For illustration purposes, you can run the same query in a non-differentially private way:

Linux

$ cd examples/zetasql
$ bazel run execute_query -- --data_set=$(pwd)/data/outliers_week_data.csv --userid_col=VisitorId \
'SELECT
   CAST(SAFE_MULTIPLY(CEIL(SAFE_DIVIDE(CAST (`Time spent (minutes)` AS DOUBLE), 10.0)), 10.0) AS INT32) AS `Time Spent`,
   COUNT(CAST(SAFE_MULTIPLY(CEIL(SAFE_DIVIDE(CAST (`Time spent (minutes)` AS DOUBLE), 10.0)), 10.0) AS INT32)) AS `Total visitors (Raw)`
 FROM outliers_week_data
 GROUP BY `Time Spent`'

The results are illustrated in the image below.

Duration counts

Similar to the previous examples, private counts slightly differ from the non-private counts. In addition, some partitions (e.g., 10 minutes and 180 minutes) do not appear in the private statistics. This is because some partitions are dropped due to thresholding.

Let’s take a closer look at the technical details. Speaking in terms of partitions and contributions, the resulting bar-plot for raw counts has 13 partitions and resulting bar-plot for anonymized counts has 11 partitions. Each partition is a visit duration (i.e., the initial set of partitions consists of all visit durations which occurred during the week, rounded up to 10 minutes). A visitor may enter the restaurant at most once a day, multiple times a week.
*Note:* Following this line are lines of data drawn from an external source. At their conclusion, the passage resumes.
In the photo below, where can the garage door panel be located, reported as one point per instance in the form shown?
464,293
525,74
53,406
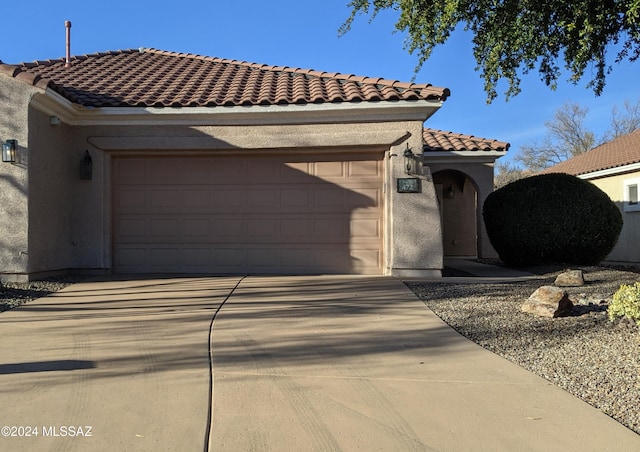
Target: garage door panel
239,215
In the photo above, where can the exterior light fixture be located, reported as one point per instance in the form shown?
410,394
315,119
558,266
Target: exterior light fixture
9,151
409,160
86,167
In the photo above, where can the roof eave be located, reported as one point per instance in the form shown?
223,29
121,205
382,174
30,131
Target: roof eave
468,155
414,110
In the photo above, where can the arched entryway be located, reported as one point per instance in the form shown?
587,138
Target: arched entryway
458,199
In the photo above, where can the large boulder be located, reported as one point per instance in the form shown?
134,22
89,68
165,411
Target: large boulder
548,301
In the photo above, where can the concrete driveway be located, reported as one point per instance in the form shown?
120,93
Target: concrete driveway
297,363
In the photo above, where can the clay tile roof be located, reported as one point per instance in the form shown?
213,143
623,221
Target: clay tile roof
624,150
438,141
156,78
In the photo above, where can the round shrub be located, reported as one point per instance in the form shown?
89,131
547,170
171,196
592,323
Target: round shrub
551,218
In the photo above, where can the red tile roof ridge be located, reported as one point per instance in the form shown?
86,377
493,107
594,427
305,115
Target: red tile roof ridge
126,80
306,71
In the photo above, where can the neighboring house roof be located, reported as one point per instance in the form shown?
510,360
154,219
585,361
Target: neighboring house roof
156,78
622,151
439,141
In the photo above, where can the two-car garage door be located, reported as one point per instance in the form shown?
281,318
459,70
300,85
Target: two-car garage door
274,214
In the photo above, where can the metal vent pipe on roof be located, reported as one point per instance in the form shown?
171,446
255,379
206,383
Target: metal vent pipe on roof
67,62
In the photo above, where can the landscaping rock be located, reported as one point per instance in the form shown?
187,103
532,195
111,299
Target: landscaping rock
571,278
548,301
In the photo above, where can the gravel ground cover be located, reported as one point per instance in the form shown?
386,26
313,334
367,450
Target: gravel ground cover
15,294
586,354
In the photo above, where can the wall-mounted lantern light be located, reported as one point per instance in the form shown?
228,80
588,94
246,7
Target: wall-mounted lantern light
9,151
86,167
409,160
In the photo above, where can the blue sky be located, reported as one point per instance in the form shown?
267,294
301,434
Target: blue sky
304,33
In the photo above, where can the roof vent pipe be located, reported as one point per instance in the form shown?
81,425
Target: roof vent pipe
67,62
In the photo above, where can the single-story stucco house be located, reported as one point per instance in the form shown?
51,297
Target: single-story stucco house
614,167
148,161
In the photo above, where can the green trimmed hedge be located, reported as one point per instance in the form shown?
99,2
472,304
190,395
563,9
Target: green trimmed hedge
551,218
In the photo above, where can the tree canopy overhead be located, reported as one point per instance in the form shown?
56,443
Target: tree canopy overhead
515,37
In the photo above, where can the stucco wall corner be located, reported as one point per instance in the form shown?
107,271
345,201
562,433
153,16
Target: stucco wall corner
416,249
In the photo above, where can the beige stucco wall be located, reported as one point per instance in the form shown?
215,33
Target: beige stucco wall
627,250
14,213
481,175
51,192
82,232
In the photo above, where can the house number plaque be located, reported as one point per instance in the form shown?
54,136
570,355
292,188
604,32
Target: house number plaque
408,185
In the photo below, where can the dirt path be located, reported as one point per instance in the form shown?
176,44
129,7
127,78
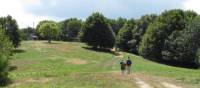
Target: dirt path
168,85
144,81
142,84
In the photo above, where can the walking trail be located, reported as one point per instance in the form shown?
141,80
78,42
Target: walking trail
146,81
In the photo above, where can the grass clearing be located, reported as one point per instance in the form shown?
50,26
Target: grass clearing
68,64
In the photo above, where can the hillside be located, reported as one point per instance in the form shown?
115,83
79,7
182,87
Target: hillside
73,65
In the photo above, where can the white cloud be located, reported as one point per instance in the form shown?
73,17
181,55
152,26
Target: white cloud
192,5
16,10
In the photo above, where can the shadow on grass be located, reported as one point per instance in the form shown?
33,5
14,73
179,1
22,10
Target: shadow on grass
12,68
102,50
52,42
18,51
5,82
174,63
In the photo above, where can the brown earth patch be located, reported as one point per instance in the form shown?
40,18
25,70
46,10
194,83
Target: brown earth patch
77,61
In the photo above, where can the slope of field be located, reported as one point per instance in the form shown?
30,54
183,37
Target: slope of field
72,65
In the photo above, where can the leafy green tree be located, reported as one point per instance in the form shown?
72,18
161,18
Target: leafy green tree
139,30
125,36
48,29
27,33
152,41
117,24
172,20
97,32
10,25
70,29
5,51
182,46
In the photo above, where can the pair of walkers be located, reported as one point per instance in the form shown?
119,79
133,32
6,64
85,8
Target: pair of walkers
126,65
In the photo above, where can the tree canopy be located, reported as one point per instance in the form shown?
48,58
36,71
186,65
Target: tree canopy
48,29
97,32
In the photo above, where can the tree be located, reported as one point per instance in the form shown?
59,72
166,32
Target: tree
70,29
140,28
10,25
48,29
5,51
97,32
116,25
125,36
182,46
27,33
152,41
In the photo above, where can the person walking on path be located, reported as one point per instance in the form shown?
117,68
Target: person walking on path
123,66
128,63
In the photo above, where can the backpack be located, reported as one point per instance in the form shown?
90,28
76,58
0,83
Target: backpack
128,62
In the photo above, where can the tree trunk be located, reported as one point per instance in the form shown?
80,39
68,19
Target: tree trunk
49,40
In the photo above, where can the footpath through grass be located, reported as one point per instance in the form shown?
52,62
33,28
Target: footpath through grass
71,65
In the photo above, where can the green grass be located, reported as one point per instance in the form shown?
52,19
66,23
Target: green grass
40,64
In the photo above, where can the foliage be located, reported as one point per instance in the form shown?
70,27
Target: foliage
125,35
164,38
182,46
10,25
5,51
70,29
151,43
27,33
117,24
48,29
139,30
97,32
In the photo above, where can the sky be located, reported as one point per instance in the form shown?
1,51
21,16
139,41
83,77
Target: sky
30,12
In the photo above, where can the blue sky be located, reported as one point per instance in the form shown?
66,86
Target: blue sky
28,11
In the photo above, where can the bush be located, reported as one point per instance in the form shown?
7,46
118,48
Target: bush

A visitor may spend approximately the same time in each visit (e.g., a fixed-duration lunch break), and hence all their visits over the week may contribute to the same partition.

Partition selection

Having too few privacy units (i.e., visitors) contributing to a partition, or having too few results in a partition, can put users' privacy at risk, even after adding noise to the data. More precisely, if the set of partitions is not known in advance, the presence of a particular partition in the output can give an attacker information about the users in the dataset. In order to protect against such cases, we need to remove these partitions with too few contributions from the output.

There are 2 approaches for doing this:

  • Pre-aggregation partition selection. Drop partitions which do not have a sufficient number of contributing privacy units. Note that these partitions may still be included in other aggregation functions' results, if there are sufficiently many contributing privacy units for that aggregation.
  • Post-aggregation partition selection. Apply a threshold to the result of an aggregation. This can be only used with count and sum aggregations. This threshold is independent from the data; it is calculated using given DP parameters. After calculating the statistic (either count or sum) for the partition, if the statistic value is less than the threshold, then the partition will be excluded from the final result.

ZetaSQL only supports pre-aggregation partition selection.

Note that ZetaSQL takes care of partition selection automatically when you do an ANON_ aggregation, so no action is needed on your side.